Real-time (Shelf-life) Stability 4.2.3.

In the on-going real-time stability study, the ß-CrossLaps CalCheck 5 test material is stored at 2-8°C. The CalChecks are tested at T=0 and at specified intervals over the shelf life of the device up to the planned shelf life plus one month. For the lot on stability, data for the time-points at 0, 7, 13 and 19 months tested in duplicate will be available. The average on-test recovery value will be calculated as percent recovery compared to the unstressed reference value (stored at -20°C). The acceptance criterion for CalCheck Level 1 was ≤ 0.05 ng/mL and for CalCheck Levels 2 -5 was 90-110% recovery of the reference material value. Currently the shelf-life claim is 18 months.

Conclusions

The information provided in this 510(k) Premarket Notification will support a determination of substantial equivalence for the ß-CrossLaps CalCheck 5. The data supports a safe, effective device which performs as well as or better than the predicate device.

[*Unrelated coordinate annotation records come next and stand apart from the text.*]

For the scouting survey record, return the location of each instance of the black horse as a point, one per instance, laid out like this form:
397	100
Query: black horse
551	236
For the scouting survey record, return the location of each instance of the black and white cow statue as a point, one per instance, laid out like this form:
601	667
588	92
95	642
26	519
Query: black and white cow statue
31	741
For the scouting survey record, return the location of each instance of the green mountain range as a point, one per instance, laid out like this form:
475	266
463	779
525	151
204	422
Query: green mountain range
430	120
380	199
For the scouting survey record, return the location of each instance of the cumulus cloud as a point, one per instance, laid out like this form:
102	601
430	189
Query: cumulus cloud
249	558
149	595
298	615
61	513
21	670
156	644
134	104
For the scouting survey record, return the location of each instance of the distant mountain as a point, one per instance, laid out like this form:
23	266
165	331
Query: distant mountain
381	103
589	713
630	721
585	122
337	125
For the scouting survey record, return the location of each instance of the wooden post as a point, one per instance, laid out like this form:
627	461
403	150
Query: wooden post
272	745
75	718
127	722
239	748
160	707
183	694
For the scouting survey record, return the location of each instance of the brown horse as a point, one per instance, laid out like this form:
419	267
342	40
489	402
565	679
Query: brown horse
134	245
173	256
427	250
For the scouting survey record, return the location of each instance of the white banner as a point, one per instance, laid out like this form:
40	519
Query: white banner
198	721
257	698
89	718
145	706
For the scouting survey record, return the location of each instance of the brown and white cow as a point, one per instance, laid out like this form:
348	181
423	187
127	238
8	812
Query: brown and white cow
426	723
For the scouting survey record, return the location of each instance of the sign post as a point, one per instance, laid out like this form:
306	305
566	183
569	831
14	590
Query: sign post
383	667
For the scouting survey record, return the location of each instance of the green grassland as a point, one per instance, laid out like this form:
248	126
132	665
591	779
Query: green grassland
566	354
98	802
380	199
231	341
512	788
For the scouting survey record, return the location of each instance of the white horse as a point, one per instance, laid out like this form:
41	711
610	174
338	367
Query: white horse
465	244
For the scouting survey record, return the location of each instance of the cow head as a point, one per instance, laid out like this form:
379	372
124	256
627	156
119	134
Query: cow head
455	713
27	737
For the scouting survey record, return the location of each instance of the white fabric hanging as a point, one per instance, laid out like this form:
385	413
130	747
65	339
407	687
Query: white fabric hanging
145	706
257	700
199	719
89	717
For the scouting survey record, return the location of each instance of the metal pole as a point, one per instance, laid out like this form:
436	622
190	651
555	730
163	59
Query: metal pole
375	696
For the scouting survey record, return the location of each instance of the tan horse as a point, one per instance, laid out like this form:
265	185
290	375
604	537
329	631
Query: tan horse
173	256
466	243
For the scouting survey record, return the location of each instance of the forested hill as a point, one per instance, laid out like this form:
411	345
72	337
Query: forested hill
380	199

Regulation Number and Section

§ 862.1660 Quality control material (assayed and unassayed).

(a)
Identification. A quality control material (assayed and unassayed) for clinical chemistry is a device intended for medical purposes for use in a test system to estimate test precision and to detect systematic analytical deviations that may arise from reagent or analytical instrument variation. A quality control material (assayed and unassayed) may be used for proficiency testing in interlaboratory surveys. This generic type of device includes controls (assayed and unassayed) for blood gases, electrolytes, enzymes, multianalytes (all kinds), single (specified) analytes, or urinalysis controls.(b)
Classification. Class I (general controls). Except when intended for use in donor screening tests, quality control materials (assayed and unassayed) are exempt from the premarket notification procedures in subpart E of part 807 of this chapter subject to the limitations in § 862.9.